Part of PBR’s appeal is its simplicity. If a rider can hold on to a bull for eight seconds, judges award him a score of up to 100. Half of that tally is based on the difficulty of the bull’s performance, the other half on how well the rider keeps up with the bull’s moves. The highest score in PBR history is 96.5.

The sport’s other selling point is its danger. Every attempted ride–and many events have 85 per weekend–is a potential eight-second car wreck. Riders are bucked off more often than not–1 out of 15 rides ends in injury–and the split-second drama makes for appealing theater, ideal for a short-attention-span, viral-sharing age. “It’s addicting,” says Nancy Hockenberry, who became a fan after seeing it on TV. Andrew Horning went to the Allentown event after noticing a PBR ad while watching college football. His verdict? “It’s badass.”

The seeds of the PBR deal were planted in late 2013, when William Morris Endeavor, a talent agency co-run by the hard-driving Ari Emanuel (the inspiration for brash überagent Ari Gold on the HBO series Entourage), acquired IMG, a sports-and-marketing powerhouse. IMG represents athletes like Novak Djokovic and Lindsey Vonn, but it is also a major force in producing programming, brokering media rights and putting on live sporting events.

Since the deal, the combined firm has been aggressively hunting for ways to profit from the crowded entertainment marketplace. Earlier this year, the company bought an e-sports talent agency–competitive video gaming is now a nearly $500 million industry–and on Sept 24 it announced a partnership with Turner to launch a pro e-sports league that will air in prime time on TBS.

That sort of synergy is how WME/IMG plans to bring PBR into living rooms from Boston to Beijing. “It’s not a matter of devising a strategy,” says Shapiro. “It’s a matter of already having a strategy and plugging into our army that can immediately execute.”

Translation: Sunshine may be coming to a grocery store near you.

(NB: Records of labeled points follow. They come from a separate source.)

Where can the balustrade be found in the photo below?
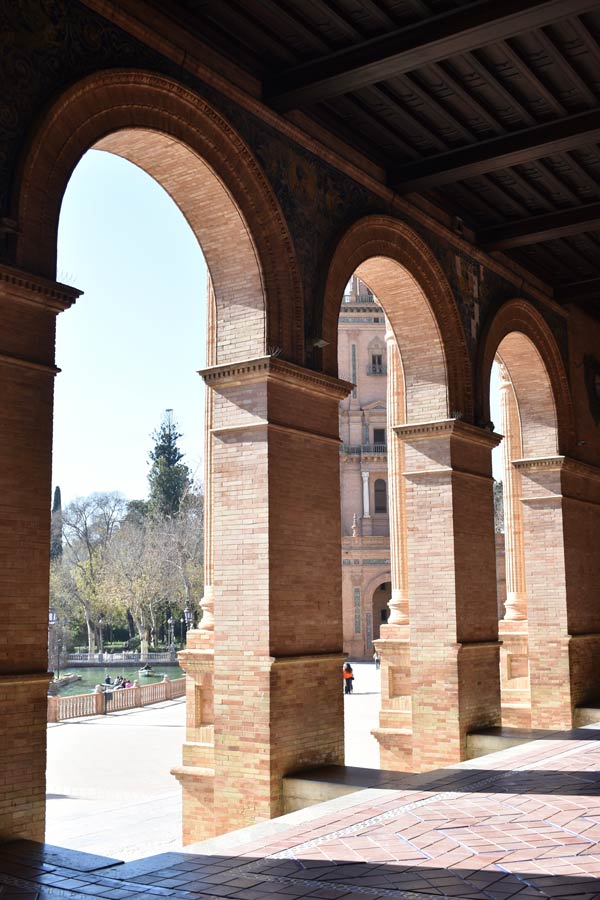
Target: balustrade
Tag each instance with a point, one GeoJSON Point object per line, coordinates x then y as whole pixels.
{"type": "Point", "coordinates": [96, 704]}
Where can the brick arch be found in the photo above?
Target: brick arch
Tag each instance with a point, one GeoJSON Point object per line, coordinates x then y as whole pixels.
{"type": "Point", "coordinates": [210, 173]}
{"type": "Point", "coordinates": [524, 342]}
{"type": "Point", "coordinates": [403, 273]}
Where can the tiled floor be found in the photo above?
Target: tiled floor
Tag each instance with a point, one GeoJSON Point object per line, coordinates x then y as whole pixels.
{"type": "Point", "coordinates": [523, 823]}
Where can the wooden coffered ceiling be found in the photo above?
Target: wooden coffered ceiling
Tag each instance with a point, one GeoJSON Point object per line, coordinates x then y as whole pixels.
{"type": "Point", "coordinates": [490, 109]}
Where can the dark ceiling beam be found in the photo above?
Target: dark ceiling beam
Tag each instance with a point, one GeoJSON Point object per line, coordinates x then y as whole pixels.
{"type": "Point", "coordinates": [537, 229]}
{"type": "Point", "coordinates": [405, 49]}
{"type": "Point", "coordinates": [578, 290]}
{"type": "Point", "coordinates": [498, 153]}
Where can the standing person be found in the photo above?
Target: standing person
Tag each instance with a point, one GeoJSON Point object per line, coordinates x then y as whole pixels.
{"type": "Point", "coordinates": [348, 678]}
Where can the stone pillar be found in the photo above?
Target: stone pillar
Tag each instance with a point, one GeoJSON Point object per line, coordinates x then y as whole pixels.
{"type": "Point", "coordinates": [366, 502]}
{"type": "Point", "coordinates": [395, 722]}
{"type": "Point", "coordinates": [367, 522]}
{"type": "Point", "coordinates": [513, 628]}
{"type": "Point", "coordinates": [454, 652]}
{"type": "Point", "coordinates": [28, 309]}
{"type": "Point", "coordinates": [196, 773]}
{"type": "Point", "coordinates": [561, 519]}
{"type": "Point", "coordinates": [278, 704]}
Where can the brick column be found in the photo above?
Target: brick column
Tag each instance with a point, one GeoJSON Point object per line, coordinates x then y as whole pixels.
{"type": "Point", "coordinates": [278, 704]}
{"type": "Point", "coordinates": [561, 518]}
{"type": "Point", "coordinates": [513, 628]}
{"type": "Point", "coordinates": [395, 721]}
{"type": "Point", "coordinates": [451, 570]}
{"type": "Point", "coordinates": [28, 309]}
{"type": "Point", "coordinates": [197, 771]}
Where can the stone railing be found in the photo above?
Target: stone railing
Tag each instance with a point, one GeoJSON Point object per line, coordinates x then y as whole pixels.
{"type": "Point", "coordinates": [132, 656]}
{"type": "Point", "coordinates": [102, 702]}
{"type": "Point", "coordinates": [363, 449]}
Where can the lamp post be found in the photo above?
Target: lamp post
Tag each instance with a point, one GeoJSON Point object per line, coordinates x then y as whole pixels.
{"type": "Point", "coordinates": [59, 642]}
{"type": "Point", "coordinates": [101, 640]}
{"type": "Point", "coordinates": [52, 621]}
{"type": "Point", "coordinates": [171, 635]}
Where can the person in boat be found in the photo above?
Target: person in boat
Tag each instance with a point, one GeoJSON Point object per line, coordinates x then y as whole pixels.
{"type": "Point", "coordinates": [348, 678]}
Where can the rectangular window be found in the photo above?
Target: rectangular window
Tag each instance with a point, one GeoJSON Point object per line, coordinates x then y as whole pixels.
{"type": "Point", "coordinates": [357, 610]}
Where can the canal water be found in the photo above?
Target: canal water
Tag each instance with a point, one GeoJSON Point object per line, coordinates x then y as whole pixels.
{"type": "Point", "coordinates": [93, 675]}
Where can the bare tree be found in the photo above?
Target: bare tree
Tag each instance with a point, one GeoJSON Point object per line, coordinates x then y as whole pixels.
{"type": "Point", "coordinates": [89, 524]}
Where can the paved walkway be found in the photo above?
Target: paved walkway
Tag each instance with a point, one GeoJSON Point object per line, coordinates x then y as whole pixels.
{"type": "Point", "coordinates": [522, 823]}
{"type": "Point", "coordinates": [109, 785]}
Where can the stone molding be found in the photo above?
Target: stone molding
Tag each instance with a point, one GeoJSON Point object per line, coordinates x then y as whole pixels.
{"type": "Point", "coordinates": [274, 425]}
{"type": "Point", "coordinates": [446, 428]}
{"type": "Point", "coordinates": [22, 678]}
{"type": "Point", "coordinates": [309, 659]}
{"type": "Point", "coordinates": [33, 290]}
{"type": "Point", "coordinates": [539, 462]}
{"type": "Point", "coordinates": [273, 368]}
{"type": "Point", "coordinates": [20, 362]}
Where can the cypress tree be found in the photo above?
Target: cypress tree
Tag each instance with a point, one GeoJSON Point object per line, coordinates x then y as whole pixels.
{"type": "Point", "coordinates": [56, 526]}
{"type": "Point", "coordinates": [169, 478]}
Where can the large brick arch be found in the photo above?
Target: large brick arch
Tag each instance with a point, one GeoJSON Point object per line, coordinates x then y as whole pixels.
{"type": "Point", "coordinates": [404, 274]}
{"type": "Point", "coordinates": [211, 174]}
{"type": "Point", "coordinates": [521, 338]}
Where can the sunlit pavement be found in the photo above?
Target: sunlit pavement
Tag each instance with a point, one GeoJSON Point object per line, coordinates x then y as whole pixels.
{"type": "Point", "coordinates": [110, 790]}
{"type": "Point", "coordinates": [522, 823]}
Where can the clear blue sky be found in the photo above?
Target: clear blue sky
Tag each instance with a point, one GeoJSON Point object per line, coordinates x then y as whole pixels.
{"type": "Point", "coordinates": [131, 345]}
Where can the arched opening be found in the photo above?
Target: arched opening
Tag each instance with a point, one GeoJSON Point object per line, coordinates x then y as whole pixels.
{"type": "Point", "coordinates": [380, 603]}
{"type": "Point", "coordinates": [529, 428]}
{"type": "Point", "coordinates": [128, 350]}
{"type": "Point", "coordinates": [431, 450]}
{"type": "Point", "coordinates": [197, 157]}
{"type": "Point", "coordinates": [546, 664]}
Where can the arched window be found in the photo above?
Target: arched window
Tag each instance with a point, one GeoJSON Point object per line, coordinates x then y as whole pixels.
{"type": "Point", "coordinates": [380, 495]}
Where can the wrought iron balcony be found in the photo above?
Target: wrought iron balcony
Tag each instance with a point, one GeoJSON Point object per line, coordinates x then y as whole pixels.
{"type": "Point", "coordinates": [363, 449]}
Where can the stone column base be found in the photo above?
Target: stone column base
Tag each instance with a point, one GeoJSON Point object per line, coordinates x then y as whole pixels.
{"type": "Point", "coordinates": [394, 733]}
{"type": "Point", "coordinates": [23, 713]}
{"type": "Point", "coordinates": [395, 748]}
{"type": "Point", "coordinates": [198, 795]}
{"type": "Point", "coordinates": [514, 674]}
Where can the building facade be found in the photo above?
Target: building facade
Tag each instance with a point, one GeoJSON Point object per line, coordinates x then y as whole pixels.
{"type": "Point", "coordinates": [366, 578]}
{"type": "Point", "coordinates": [471, 256]}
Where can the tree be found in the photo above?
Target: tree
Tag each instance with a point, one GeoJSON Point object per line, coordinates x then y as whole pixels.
{"type": "Point", "coordinates": [135, 576]}
{"type": "Point", "coordinates": [56, 525]}
{"type": "Point", "coordinates": [498, 507]}
{"type": "Point", "coordinates": [89, 524]}
{"type": "Point", "coordinates": [169, 478]}
{"type": "Point", "coordinates": [182, 540]}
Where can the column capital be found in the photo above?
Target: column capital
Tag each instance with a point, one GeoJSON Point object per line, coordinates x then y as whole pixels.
{"type": "Point", "coordinates": [571, 477]}
{"type": "Point", "coordinates": [548, 463]}
{"type": "Point", "coordinates": [448, 428]}
{"type": "Point", "coordinates": [33, 290]}
{"type": "Point", "coordinates": [272, 368]}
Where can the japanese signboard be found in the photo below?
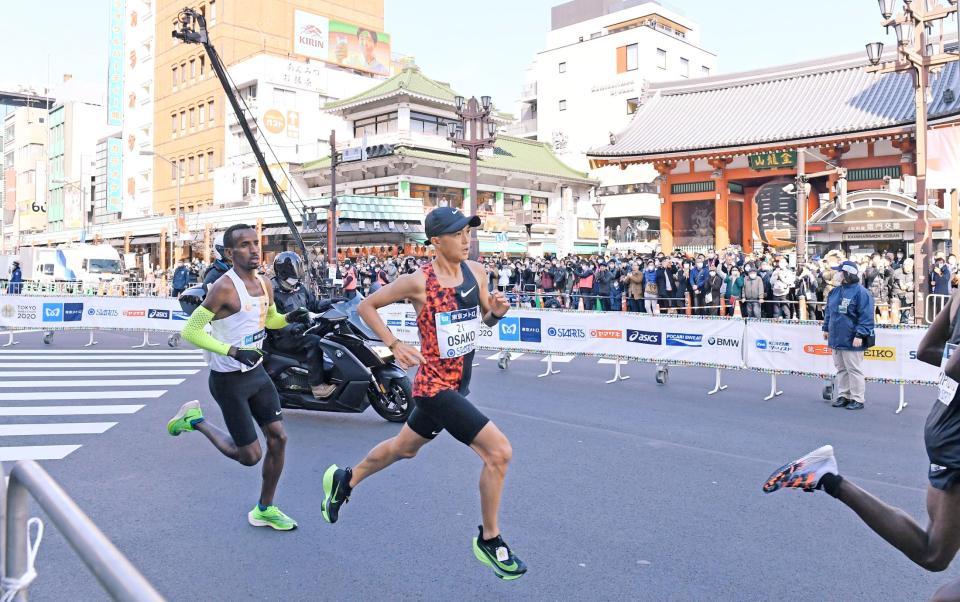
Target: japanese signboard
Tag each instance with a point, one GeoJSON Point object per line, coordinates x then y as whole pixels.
{"type": "Point", "coordinates": [774, 160]}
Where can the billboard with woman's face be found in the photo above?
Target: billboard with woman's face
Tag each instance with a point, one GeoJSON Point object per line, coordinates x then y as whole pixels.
{"type": "Point", "coordinates": [359, 48]}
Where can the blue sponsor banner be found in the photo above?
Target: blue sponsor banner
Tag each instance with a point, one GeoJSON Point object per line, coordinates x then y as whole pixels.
{"type": "Point", "coordinates": [509, 329]}
{"type": "Point", "coordinates": [114, 175]}
{"type": "Point", "coordinates": [53, 312]}
{"type": "Point", "coordinates": [684, 339]}
{"type": "Point", "coordinates": [118, 11]}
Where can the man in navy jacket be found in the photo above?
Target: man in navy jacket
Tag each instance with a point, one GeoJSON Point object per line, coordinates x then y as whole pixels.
{"type": "Point", "coordinates": [847, 321]}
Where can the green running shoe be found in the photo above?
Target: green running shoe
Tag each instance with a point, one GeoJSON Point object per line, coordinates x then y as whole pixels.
{"type": "Point", "coordinates": [271, 517]}
{"type": "Point", "coordinates": [336, 491]}
{"type": "Point", "coordinates": [497, 555]}
{"type": "Point", "coordinates": [181, 422]}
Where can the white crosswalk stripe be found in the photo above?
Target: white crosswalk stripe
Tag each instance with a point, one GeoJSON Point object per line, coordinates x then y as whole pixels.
{"type": "Point", "coordinates": [68, 380]}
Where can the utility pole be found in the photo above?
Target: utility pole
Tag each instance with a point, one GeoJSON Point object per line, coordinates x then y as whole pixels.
{"type": "Point", "coordinates": [917, 52]}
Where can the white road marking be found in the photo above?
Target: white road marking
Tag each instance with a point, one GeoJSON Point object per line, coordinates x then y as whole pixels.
{"type": "Point", "coordinates": [69, 410]}
{"type": "Point", "coordinates": [562, 359]}
{"type": "Point", "coordinates": [101, 351]}
{"type": "Point", "coordinates": [39, 384]}
{"type": "Point", "coordinates": [181, 364]}
{"type": "Point", "coordinates": [93, 358]}
{"type": "Point", "coordinates": [62, 428]}
{"type": "Point", "coordinates": [51, 395]}
{"type": "Point", "coordinates": [36, 452]}
{"type": "Point", "coordinates": [22, 373]}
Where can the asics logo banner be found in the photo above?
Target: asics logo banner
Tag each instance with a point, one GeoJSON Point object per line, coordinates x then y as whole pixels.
{"type": "Point", "coordinates": [644, 337]}
{"type": "Point", "coordinates": [684, 339]}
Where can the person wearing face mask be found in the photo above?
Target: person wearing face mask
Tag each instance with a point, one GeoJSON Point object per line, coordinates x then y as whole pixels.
{"type": "Point", "coordinates": [650, 289]}
{"type": "Point", "coordinates": [903, 290]}
{"type": "Point", "coordinates": [634, 281]}
{"type": "Point", "coordinates": [847, 325]}
{"type": "Point", "coordinates": [782, 280]}
{"type": "Point", "coordinates": [712, 287]}
{"type": "Point", "coordinates": [753, 293]}
{"type": "Point", "coordinates": [940, 276]}
{"type": "Point", "coordinates": [734, 290]}
{"type": "Point", "coordinates": [698, 279]}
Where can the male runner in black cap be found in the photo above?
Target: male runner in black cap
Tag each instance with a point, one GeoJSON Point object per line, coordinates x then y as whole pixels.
{"type": "Point", "coordinates": [450, 306]}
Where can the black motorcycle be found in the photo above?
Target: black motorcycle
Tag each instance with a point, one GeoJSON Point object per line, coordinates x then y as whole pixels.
{"type": "Point", "coordinates": [361, 366]}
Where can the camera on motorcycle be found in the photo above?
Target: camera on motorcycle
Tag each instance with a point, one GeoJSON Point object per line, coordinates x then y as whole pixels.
{"type": "Point", "coordinates": [192, 298]}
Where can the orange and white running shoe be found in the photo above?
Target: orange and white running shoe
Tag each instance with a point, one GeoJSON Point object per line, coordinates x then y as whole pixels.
{"type": "Point", "coordinates": [804, 473]}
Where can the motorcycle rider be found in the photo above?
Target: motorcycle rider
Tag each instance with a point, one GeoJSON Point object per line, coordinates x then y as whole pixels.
{"type": "Point", "coordinates": [290, 293]}
{"type": "Point", "coordinates": [219, 267]}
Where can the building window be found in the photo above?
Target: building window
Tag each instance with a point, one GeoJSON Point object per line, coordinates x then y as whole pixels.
{"type": "Point", "coordinates": [282, 97]}
{"type": "Point", "coordinates": [632, 57]}
{"type": "Point", "coordinates": [429, 124]}
{"type": "Point", "coordinates": [383, 190]}
{"type": "Point", "coordinates": [379, 124]}
{"type": "Point", "coordinates": [437, 196]}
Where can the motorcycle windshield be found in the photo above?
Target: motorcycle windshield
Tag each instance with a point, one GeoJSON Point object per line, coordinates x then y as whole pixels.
{"type": "Point", "coordinates": [351, 308]}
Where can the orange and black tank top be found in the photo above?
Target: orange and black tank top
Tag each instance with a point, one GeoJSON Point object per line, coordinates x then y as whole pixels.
{"type": "Point", "coordinates": [449, 324]}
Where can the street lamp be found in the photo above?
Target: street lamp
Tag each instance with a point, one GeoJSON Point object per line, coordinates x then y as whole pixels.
{"type": "Point", "coordinates": [176, 215]}
{"type": "Point", "coordinates": [475, 119]}
{"type": "Point", "coordinates": [598, 207]}
{"type": "Point", "coordinates": [917, 53]}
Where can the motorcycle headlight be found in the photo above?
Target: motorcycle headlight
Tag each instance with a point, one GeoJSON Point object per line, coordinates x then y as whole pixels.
{"type": "Point", "coordinates": [383, 352]}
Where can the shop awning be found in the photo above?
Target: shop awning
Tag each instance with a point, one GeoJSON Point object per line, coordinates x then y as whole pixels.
{"type": "Point", "coordinates": [145, 240]}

WME/IMG licenses merchandise for some 200 colleges around the country. Rather than handling it itself, PBR can now outsource that work to a company with nearly 5,000 employees in more than 25 countries. “You’ll see a pretty aggressive expansion of licensed products that carry the PBR brand,” says PBR CEO Sean Gleason.

The company also sees room to make the show better. When you’re in the stands, just feet from a rowdy bull, the intensity is immediate. On TV, the sheer force of the animal–and the skill and strength it takes to hang on to one–aren’t as apparent. Shapiro, who was formerly the head of programming at ESPN, wants to bridge that gap. “In the future you can see us putting sensors on our bulls or sensors on our riders so that when you’re watching at home, you can see their blood pressure, you can see the amount of strength that a bull is using,” he says.

Yet for all of PBR’s ambition, the sport still has what Gleason gently terms a “perception problem.” Or as rider Reese Cates more bluntly puts it, “People think we’re hillbillies from small towns holding on to animals.”

There is now $120 million invested in changing that impression. But the push into the mainstream carries the risk of collateral damage. After the event in Allentown, nearly a dozen riders dropped by a bar next to the arena and mingled with fans. Hockenberry was among them–and she worried that such moments may become scarce as PBR grows. “It would really be sad if they didn’t come out and talk to us,” Hockenberry says from the corner of the bar. “I want them to succeed and grow. But I don’t want them to lose where they came from.”

Shapiro considers those concerns a good problem to have. Besides, he’s too busy figuring out how to give those bulls and the “hillbillies” who ride them a shot of his juice. “I’m not going to rest,” he says, “until we get one of the bulls out on the red carpet.” Just stay away from Sunshine.